A COMPARISON OF ABOVE-GROUND AND BELOW-GROUND POPULATIONS OF CULEX PIPIENS PIPIENS IN CHICAGO, ILLINOIS, AND NEW YORK CITY, NEW YORK, USING 2 MICROSATELLITE ASSAYS

LINDA KOTHERA 1, MARVIN GODSEY 1, JOHN-PAUL MUTEBI 1, HARRY M SAVAGE 1
PMCID: PMC5501105  NIHMSID: NIHMS865153  PMID: 23401950

Abstract

Aboveground and belowground populations of the mosquito Culex pipiens pipiens are traditionally classified as form (f.) pipiens and f. molestus, respectively, and gene flow between forms is thought to be limited. Relatively few f. molestus populations have been found in the United States, which has hindered their study in North America. In this investigation, we used microsatellites to characterize a recently discovered population of f. molestus in Chicago, IL, and compared levels of genetic diversity and differentiation in above-ground and below-ground populations from Chicago and New York City, NY. Levels of genetic diversity were markedly lower in both f. molestus populations. Pairwise FST values between populations indicated that f. molestus populations were highly divergent from each other, as well as from their associated aboveground populations. The most likely number of genetic clusters depended on the number of loci used; we began with a set of 8, and reanalyzed the specimens with 17. Using a panel of 17 loci, there were 4 clusters, 1 for each below-ground population, and 1 for each pair of above-ground populations. Our findings are supportive of the hypothesis that f. molestus populations in Chicago and New York City arose from local aboveground populations.

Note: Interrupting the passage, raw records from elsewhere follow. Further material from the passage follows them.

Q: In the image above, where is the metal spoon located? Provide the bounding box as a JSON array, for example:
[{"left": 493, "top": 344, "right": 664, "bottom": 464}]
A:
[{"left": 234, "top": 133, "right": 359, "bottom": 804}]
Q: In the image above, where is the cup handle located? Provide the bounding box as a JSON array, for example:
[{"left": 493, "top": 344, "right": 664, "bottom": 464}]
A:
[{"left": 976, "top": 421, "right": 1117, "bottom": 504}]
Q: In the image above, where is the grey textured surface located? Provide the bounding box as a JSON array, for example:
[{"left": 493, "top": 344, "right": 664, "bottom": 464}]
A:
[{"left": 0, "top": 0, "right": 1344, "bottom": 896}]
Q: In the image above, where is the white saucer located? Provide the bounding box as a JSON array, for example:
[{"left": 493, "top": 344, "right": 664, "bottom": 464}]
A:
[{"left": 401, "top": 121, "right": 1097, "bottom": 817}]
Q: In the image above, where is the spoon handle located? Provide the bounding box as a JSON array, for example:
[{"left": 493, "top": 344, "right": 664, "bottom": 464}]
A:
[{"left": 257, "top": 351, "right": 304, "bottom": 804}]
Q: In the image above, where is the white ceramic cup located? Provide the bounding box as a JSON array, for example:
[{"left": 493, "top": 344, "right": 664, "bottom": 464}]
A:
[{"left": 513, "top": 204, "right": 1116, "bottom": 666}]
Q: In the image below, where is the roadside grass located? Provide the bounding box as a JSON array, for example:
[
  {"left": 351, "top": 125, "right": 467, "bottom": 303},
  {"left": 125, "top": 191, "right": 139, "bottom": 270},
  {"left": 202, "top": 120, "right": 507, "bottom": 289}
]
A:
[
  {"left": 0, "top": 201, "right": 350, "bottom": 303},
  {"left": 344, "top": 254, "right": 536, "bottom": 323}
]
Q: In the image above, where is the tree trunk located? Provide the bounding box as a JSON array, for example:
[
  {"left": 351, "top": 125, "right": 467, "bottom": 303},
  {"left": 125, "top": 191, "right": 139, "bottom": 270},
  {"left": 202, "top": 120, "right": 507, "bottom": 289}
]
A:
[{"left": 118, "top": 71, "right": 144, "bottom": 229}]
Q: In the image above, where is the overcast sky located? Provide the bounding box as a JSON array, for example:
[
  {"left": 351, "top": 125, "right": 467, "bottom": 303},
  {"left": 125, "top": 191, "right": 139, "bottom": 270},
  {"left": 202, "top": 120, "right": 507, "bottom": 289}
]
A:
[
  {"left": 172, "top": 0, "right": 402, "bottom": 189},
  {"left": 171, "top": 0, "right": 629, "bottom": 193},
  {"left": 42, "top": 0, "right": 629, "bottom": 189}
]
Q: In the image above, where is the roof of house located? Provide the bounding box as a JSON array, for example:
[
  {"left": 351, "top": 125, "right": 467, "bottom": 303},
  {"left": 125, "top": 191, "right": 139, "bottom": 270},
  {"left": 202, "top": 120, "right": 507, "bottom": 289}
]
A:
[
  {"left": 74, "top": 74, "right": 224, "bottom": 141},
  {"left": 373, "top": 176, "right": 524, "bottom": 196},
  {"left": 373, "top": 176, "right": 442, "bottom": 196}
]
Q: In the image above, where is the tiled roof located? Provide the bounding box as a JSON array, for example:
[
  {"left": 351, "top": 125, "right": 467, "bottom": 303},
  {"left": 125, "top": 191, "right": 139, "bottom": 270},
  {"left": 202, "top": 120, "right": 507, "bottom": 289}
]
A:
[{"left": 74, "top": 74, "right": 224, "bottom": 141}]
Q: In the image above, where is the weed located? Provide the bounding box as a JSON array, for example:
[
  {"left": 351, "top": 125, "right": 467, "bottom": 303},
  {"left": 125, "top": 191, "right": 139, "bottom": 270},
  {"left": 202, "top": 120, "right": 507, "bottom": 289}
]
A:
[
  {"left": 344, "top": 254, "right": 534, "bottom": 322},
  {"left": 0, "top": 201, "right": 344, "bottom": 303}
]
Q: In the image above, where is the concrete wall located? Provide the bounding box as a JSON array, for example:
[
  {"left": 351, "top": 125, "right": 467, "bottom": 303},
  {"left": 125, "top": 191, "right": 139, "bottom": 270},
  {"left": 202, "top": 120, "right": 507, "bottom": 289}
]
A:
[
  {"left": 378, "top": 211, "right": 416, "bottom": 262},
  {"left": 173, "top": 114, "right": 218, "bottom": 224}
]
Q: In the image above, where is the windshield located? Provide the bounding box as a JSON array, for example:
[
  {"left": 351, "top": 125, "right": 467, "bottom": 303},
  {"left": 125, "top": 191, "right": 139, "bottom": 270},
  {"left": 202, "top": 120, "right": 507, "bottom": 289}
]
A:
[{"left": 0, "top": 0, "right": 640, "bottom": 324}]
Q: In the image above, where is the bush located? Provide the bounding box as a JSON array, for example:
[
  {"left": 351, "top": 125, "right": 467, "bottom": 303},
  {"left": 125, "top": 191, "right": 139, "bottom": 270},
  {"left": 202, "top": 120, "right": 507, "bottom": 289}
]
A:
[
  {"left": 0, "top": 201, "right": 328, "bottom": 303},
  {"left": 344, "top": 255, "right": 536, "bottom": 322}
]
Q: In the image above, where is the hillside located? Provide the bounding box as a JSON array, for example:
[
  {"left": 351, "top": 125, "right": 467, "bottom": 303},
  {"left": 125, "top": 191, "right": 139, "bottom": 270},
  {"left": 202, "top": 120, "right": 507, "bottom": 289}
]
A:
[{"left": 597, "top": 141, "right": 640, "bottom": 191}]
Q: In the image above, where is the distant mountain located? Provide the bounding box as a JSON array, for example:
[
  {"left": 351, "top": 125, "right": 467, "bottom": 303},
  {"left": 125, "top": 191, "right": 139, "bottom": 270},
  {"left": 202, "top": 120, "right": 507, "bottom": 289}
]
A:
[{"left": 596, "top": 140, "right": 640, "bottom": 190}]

Keywords: population genetics, Culex pipiens, Culex pipiens form molestus, microsatellites, genetic structure

INTRODUCTION

Members of the Culex pipiens complex are difficult to distinguish morphologically. Found in more tropical areas, Culex pipiens quinquefasciatus Say can produce interfertile hybrids with the temperate Culex pipiens pipiens (Kothera et al. 2009). Culex p. pipiens is composed of 2 forms: form molestus Forskål, and form pipiens L. Although morphologically identical, the 2 forms exhibit important biological differences. Form pipiens individuals are anautogenous and undergo seasonal diapause, while f. molestus are autogenous and active all year (Chevillon et al. 1995, 1998; Vinogradova 2000). In the U.S., f. molestus is found underground, mostly in cities, and relatively few populations have been studied to date (Boston, MA, Spielman 1957; New York City, NY, Kent et al. 2007, Huang et al. 2008, Kothera et al. 2010; Marin County, CA, McAbee et al. 2004; Philadelphia, PA, Kilpatrick et al. 2007 and Chicago, IL, Wray 1946, Mutebi and Savage 2009, Kothera et al. 2010). All members of the Culex pipiens complex are efficient vectors of West Nile and other arboviruses (Tahori 1955, Turell et al. 2006, Kramer et al. 2008).

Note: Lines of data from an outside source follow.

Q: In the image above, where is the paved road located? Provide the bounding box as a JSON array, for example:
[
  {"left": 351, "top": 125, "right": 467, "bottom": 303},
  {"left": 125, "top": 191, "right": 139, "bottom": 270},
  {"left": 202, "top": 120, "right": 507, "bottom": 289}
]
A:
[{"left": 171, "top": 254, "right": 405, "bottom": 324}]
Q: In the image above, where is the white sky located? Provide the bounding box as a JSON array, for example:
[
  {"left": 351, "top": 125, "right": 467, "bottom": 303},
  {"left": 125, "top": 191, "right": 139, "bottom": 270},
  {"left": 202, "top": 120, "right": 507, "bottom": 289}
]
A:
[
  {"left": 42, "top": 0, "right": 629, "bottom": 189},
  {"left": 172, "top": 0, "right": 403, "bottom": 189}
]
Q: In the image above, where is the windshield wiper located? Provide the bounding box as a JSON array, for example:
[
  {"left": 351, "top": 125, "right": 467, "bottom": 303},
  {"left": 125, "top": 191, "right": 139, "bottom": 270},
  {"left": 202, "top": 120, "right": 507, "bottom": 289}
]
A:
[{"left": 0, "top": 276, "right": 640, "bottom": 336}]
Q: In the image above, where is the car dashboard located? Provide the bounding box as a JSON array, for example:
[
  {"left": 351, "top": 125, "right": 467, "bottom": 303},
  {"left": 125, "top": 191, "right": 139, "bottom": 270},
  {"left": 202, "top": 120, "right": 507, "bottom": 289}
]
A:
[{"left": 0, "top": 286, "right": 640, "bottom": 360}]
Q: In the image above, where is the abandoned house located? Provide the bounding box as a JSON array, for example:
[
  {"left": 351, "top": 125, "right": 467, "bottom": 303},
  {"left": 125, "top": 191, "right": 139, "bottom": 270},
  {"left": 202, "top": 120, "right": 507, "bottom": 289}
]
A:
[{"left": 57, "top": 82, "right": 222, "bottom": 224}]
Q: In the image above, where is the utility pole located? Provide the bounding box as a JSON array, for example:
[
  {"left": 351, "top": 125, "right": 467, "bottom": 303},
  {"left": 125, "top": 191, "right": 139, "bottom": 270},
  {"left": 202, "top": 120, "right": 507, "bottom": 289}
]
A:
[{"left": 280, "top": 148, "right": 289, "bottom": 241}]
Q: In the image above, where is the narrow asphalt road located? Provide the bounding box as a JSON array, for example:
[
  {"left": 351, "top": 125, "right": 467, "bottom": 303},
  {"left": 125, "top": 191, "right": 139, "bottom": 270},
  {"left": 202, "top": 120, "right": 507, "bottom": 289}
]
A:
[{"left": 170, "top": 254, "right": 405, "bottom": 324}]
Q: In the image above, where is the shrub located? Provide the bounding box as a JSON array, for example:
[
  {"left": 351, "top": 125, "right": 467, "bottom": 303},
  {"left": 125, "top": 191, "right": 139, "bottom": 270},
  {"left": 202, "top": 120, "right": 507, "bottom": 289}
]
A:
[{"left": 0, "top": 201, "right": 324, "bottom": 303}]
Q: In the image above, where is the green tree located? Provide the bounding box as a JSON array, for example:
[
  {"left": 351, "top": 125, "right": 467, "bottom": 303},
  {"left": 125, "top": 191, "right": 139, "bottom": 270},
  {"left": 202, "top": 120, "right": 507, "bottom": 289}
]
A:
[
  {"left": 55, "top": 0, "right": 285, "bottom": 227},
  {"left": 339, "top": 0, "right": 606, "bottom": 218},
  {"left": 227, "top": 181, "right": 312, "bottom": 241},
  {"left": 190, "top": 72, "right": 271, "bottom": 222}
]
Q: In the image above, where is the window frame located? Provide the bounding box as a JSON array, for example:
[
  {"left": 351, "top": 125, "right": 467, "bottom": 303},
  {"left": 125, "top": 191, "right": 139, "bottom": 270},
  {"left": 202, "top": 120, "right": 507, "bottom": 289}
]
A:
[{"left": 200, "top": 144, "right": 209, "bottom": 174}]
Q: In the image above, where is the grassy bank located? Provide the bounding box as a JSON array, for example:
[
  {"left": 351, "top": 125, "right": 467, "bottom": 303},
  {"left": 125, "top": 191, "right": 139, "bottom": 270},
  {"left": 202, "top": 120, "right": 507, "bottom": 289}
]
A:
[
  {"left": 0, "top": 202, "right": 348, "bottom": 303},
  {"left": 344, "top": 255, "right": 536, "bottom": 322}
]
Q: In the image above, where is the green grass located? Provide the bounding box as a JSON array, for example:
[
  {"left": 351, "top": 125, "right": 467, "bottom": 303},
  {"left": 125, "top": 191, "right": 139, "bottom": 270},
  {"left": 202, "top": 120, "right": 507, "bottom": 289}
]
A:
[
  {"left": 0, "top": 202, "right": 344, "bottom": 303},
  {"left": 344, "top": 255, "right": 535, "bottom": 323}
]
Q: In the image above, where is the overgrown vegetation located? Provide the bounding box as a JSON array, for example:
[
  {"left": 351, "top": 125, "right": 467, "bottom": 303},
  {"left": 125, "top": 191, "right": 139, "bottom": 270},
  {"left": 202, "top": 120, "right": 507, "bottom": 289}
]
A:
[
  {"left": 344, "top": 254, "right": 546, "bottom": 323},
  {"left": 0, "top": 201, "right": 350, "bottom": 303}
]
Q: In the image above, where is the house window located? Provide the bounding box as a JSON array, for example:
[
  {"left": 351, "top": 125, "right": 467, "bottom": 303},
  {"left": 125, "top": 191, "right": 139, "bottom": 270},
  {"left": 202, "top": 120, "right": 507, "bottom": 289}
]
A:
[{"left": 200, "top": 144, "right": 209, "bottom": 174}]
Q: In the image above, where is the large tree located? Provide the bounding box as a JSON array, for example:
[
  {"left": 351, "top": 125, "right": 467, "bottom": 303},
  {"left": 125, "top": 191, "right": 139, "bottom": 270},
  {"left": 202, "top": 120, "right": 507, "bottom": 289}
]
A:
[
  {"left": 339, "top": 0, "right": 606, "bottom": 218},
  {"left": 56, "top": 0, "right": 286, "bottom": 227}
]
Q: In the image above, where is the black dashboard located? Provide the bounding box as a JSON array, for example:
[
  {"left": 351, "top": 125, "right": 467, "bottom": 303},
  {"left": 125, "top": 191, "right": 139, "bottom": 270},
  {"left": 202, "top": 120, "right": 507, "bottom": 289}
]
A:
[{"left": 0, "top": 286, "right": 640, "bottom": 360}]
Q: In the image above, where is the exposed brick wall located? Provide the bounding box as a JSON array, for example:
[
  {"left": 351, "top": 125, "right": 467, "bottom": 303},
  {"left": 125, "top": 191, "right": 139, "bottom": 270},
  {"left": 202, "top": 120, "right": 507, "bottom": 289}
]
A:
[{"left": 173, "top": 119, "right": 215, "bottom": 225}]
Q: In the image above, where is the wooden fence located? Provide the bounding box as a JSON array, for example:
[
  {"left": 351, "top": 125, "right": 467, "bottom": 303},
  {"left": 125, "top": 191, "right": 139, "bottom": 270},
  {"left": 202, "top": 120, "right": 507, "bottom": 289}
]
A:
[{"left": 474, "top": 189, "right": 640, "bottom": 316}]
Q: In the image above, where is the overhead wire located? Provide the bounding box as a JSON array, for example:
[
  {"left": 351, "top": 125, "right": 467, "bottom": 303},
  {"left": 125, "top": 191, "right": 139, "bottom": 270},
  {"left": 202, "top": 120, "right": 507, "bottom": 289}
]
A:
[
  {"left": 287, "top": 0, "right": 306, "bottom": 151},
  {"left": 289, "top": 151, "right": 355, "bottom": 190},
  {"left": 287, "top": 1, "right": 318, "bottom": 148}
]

Form molestus populations persist in isolated, enclosed habitats, where presumably there is little migration and therefore a low degree of gene flow. It is possible that European f. molestus populations are the source of f. molestus populations in the U.S. If this is the case, one would expect to observe a high degree of genetic similarity among U.S. f. molestus populations. On the other hand, U.S. populations of f. molestus could be derived from local aboveground f. pipiens populations. Under this scenario, f. molestus populations would be expected to be genetically divergent from one another, each reflecting its own history of colonization, isolation, selection, and drift. Each f. molestus population would also be expected to share alleles with the local above-ground population.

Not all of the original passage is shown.